When I'm sixty-four その5
ライフタイム・パートナー。


ノリスケ 婚姻届、それは、なんで、なんで、なんで?
すごい不思議。
つねさん ゲイ同士の結婚できない云々って、
あったじゃない? 
なんか、自分の中でひとつねー、
なんか、かたちが欲しかった。
ノリスケ それは、浮気症なあなたを、
自分でいましめるために、みたいな話?(笑)
つねさん ううん、ぜんぜんっ!
だって、そのとき付き合ってたやついたし。
ああ、まあ、別れる直前だったけど。
ノリスケ でしょ? ひとりにしようと思ったんでしょ?
つねさん えっ?
ノリスケ ひとりに絞ろうと思ったんでしょ?
つねさん んー、ま、そうなんだろうね。
ノリスケ 指輪はジョージさんの提案?
ジョージ ん、でも、僕は最初に指輪を持ってて、
で、この人におねだりされたの。
指輪がほしい〜。
つねさん ん、で僕も買ってあげるって、
交換したの。
ノリスケ ほんと?
ジョージ そそそそ。
つねさん 僕、純情だったの、昔は(笑)。
ノリスケ この人ね、冷めてるように見えるんだよ、
外から見ると。
つねさん ええー?(笑)そお?
ノリスケ う〜ん。言われないの? そういうことは。
ジョージ すっごーい、すっごい甘えん坊さんよ。
つねさん ヘへへっ。
ノリスケ 他の友だちってね、聞いて、聞いて、聞いて、
っていうね、のろけも愚痴も言ってくるじゃない?
でも、言わないんだなあ、つねさんは。
ジョージ いや、たまに、たまに置いてかれるときが
あるぐらいに、すごいことがあるよ(笑)。
つねさん そうお?
ジョージ かと思うと、なんか、こっちが色々、
喜ばせてやろうと思って準備することを、
ことごとく、ハイハイッ、ハイハイッ、
とかって、軽ーく流していったりとか、
っていうこともあるの。
これは仕方がないんじゃないの?
つねさん それは、お互いだよ。
ノリスケ その、婚姻届にしても指輪にしても、
ずっと一緒にいようねっていう、
ライフタイム・パートナーシップを考えるのって、
今までの恋愛で、あった?
つねさん あった。
ジョージ 僕、いつもそうだよ。
ノリスケ そっか、いつもそうっちゃ、そうだな(笑)。
つねさん あるけど、結局、ふっと消えちゃうわけでね。
ノリスケ 繰り返しだよね。
つねさん そう(笑)。
ジョージ ただ、一緒にいたい、いたいって思ってるうちは、
たいてい失敗するわけであって。
一緒にいられるといいな、
っていうふうに思わないと駄目だよね。
つねさん そうだね。
ジョージ 一緒に、いつまでも一緒にいられないのが
当たり前なんだけど、
一緒にいれたらいいな、と思わないと。
つねさん うん。
ノリスケ それはね、毎日のように思うね。
ジョージ 今まで、今まで付き合ったなかで、
いちばん厄介だったのが、
これだけ僕はあなたのことが好きなんだから、
一生一緒にいてくれて当然でしょ?
っていうようなのがあるんだよ。
つねさん いたんだ。
ジョージ んー。
ノリスケ アハハハハハ。

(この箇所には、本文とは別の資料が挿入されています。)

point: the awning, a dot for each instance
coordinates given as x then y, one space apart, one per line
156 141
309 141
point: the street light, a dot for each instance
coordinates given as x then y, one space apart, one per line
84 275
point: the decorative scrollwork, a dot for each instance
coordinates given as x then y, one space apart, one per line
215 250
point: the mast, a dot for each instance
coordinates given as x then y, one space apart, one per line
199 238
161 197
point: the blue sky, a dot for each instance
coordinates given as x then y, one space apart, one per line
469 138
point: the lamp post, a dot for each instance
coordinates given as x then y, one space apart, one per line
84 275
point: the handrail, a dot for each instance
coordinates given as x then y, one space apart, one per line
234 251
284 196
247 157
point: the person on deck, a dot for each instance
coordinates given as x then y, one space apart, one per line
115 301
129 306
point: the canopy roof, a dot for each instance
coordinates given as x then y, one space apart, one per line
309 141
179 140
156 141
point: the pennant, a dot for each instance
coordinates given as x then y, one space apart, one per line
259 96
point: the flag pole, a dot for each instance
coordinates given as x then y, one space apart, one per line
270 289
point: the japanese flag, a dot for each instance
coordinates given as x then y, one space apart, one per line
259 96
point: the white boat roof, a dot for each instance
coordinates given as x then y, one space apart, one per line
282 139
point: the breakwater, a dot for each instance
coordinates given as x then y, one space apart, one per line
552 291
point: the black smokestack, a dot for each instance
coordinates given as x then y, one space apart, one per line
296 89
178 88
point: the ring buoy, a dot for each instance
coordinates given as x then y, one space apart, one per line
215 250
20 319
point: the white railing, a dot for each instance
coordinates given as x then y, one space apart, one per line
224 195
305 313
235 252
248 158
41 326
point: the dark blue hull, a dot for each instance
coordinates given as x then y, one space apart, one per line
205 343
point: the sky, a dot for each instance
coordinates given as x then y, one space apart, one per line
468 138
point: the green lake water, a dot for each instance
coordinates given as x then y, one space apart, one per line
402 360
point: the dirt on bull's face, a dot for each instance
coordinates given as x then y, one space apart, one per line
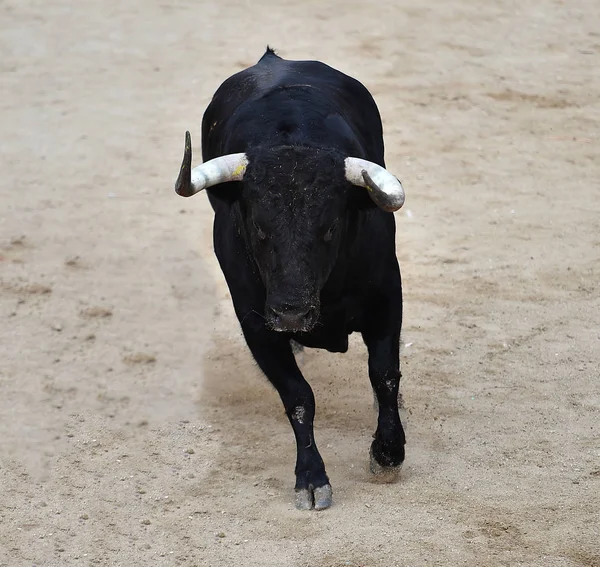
135 428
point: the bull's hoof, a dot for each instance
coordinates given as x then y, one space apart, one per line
384 474
317 498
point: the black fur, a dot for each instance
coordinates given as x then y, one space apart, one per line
306 255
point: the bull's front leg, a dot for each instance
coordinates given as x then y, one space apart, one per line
387 449
274 355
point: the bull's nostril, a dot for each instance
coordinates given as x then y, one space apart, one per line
291 318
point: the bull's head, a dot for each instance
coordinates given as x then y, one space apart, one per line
294 223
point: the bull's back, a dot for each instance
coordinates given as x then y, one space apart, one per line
247 105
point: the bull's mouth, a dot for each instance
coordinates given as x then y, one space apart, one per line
289 319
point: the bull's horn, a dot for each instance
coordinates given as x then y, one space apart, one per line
384 189
218 170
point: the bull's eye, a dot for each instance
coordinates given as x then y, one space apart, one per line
328 237
259 231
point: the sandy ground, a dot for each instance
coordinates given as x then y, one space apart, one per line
134 427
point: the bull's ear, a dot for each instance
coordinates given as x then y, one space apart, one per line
226 193
359 198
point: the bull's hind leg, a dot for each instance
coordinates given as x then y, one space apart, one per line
387 449
274 355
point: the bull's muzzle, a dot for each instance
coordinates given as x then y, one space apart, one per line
291 319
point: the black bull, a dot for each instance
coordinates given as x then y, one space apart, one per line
308 256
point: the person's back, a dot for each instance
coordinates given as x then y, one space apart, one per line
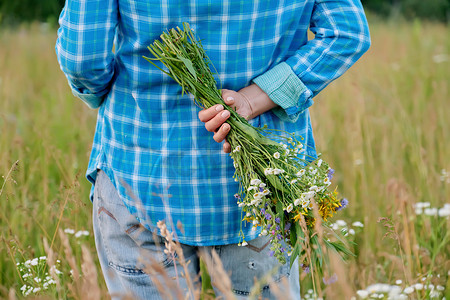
149 141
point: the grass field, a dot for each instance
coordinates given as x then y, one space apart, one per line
384 127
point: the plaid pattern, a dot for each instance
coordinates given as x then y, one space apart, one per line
148 139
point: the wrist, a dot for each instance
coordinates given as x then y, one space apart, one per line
257 99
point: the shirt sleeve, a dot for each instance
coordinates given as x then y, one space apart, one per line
341 38
84 47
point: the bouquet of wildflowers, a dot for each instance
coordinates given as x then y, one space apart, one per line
281 190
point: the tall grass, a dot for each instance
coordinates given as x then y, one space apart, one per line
383 126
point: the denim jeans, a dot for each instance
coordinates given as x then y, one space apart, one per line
124 246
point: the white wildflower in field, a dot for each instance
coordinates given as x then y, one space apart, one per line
81 233
319 162
341 223
35 276
363 294
69 231
430 211
444 211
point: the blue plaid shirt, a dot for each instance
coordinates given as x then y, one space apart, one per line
149 140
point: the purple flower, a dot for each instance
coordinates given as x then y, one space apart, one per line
344 203
330 173
287 226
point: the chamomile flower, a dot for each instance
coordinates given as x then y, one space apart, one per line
255 182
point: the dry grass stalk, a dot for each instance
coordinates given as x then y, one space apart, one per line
72 263
51 264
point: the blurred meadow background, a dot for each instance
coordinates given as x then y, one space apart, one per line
384 127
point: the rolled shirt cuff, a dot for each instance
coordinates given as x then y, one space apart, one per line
92 100
287 90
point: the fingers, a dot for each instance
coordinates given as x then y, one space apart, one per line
207 114
221 134
229 97
226 147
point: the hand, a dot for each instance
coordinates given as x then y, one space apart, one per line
248 102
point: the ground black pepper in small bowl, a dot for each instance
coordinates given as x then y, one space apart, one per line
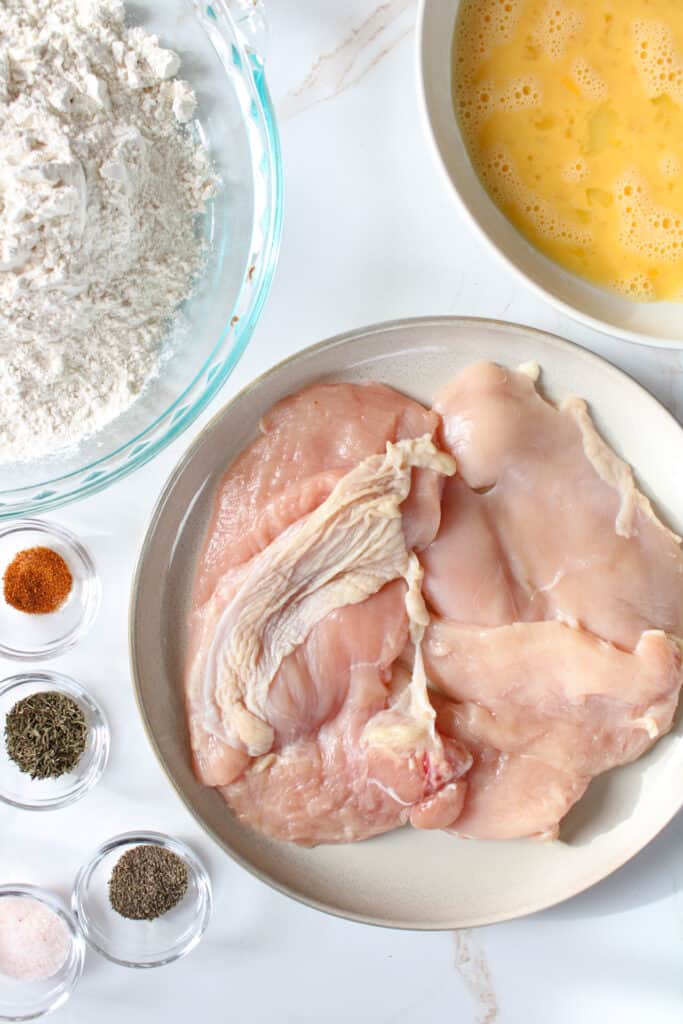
147 882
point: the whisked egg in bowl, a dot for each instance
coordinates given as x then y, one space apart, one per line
560 128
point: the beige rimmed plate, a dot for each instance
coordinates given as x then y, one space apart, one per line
408 879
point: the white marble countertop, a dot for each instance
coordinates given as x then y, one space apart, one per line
371 235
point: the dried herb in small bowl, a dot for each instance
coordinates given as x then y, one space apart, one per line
45 734
146 882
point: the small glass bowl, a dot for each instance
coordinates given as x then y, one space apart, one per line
24 1000
24 636
140 943
17 787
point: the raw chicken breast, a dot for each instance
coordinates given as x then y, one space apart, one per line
544 688
327 780
325 638
559 522
308 440
338 688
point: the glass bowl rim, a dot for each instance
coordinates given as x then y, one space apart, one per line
76 941
71 687
90 608
145 838
251 65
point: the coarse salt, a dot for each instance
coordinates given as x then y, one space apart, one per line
34 941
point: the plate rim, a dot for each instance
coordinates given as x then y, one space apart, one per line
384 327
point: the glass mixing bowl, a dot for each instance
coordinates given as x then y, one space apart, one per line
220 44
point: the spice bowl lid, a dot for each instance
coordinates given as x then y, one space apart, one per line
27 636
25 999
140 943
16 786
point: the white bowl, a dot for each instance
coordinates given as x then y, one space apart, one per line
657 324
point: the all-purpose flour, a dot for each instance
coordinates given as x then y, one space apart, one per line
99 192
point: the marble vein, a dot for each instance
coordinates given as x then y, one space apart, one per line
346 65
472 966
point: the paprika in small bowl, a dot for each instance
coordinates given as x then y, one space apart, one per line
50 590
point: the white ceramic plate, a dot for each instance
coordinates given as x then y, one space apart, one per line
650 323
408 879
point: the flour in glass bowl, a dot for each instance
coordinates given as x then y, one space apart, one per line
100 187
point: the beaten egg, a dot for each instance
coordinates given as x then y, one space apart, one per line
572 116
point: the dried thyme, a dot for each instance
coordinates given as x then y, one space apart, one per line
45 734
147 882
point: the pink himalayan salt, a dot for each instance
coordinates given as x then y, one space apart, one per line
34 941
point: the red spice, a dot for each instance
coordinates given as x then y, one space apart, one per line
37 581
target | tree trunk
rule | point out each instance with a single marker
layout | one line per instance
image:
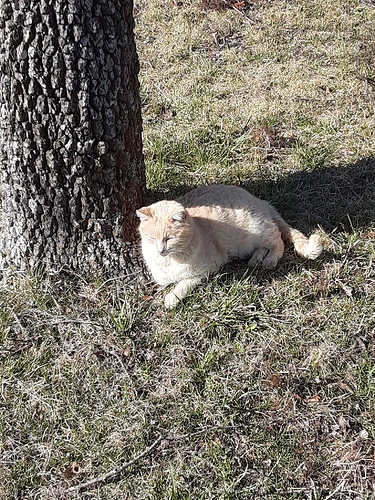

そんなの、いやん(笑)。
ジョージ 「もうだめ、嫌いになった」
て言って、
「何で嫌いになるの?」
って言われたことがあるんだよ!
つねさん あ〜。
ジョージ で、それは、人間っていうのは、
嫌いになるのが簡単で、
嫌いになるのが当然であって、
好きであり続けることの方が異常なんだよ、
っていうのがわかんないからなんだよね。
ノリスケ んー、うん。
つねさん あ〜、難しいよね。
ぜんぶ自分の都合を押し付けてるわけじゃない?
ジョージ でもあれだよ、僕は人前でオナラをするのは、
すごく抵抗があったんですけどー。
ノリスケ ハイ??
ジョージ 最近すごいもん。
ノリスケ 平気になっちゃったの?
ジョージ もう、出る出る。この人だけよ。
そりゃね、みんなの前ではしないけどね。
なんかねー、お腹が張って仕方がないときに、
この人の家に行ったとたんに、
すっごく気持ちよ〜く。
ノリスケ アハハハハハハハハ。
ジョージ そゆのって、幸せじゃない?
ノリスケ 幸せだね、それは(笑)。
恋愛の先にあるものよね。
されても別に、失望なんかしないしね(笑)。
ジョージ で、飼ってるペットが
嫌がって逃げたりとかするの。
ノリスケ (笑)二人で一緒に思い描いてる老後は、あるの?
ジョージ ない、まだ相談して…あー、でも、してるね。
つねさん ちょっとね。
ジョージ ちょっとね。
ノリスケ それは、教えてはくれない?
つねさん そーんな、でも、具体的なもんでも…
ジョージ あんねー、そういうことになると、
ぼくたち、娘っ子だからね。
ノリスケ ハッハッハッハ!
なに? なに?(笑)
ジョージ ん、やっぱりほら、あーの…
ノリスケ お家?
ジョージ ま、お家というか、
子供が作れないから
子供のようなペットに囲まれた生活というかね。
ノリスケ おお。
つねさん 僕が欲しいのはフェレットで、
彼が欲しいのはブルドックで、
そゆのに囲まれて暮らしたいね、みたいな話は。
ノリスケ ふーん。
ジョージ で、そういう話はするんだけど、
それじゃあ、それをやろうと思ったら
一戸建で庭がないとダメで。
ノリスケ そうだねー。
つねさん んー。
ジョージ で、マンションでそれをしようと思ったら、
どえらい高いマンションじゃないとダメなのよ、
って、いうのことを、まだね、
考えてない人がひとりいるの。
つねさん そーね。いや、俺、わかってるよ(笑)。
ノリスケ ねえ、これはあんまり
言いにくいかも知れないけど、
経済力に差があるじゃない?
つねさん あるね。どうしようね。
ノリスケ で、そういうことってさ、
人から見たら羨ましいってことかも知れないけど、
逆に障害になることってある?
ジョージ ううん。ない。
ノリスケ それは別に、それはそれ? 平気?
ジョージ だって、ぜんぜん僕、我慢してないもん。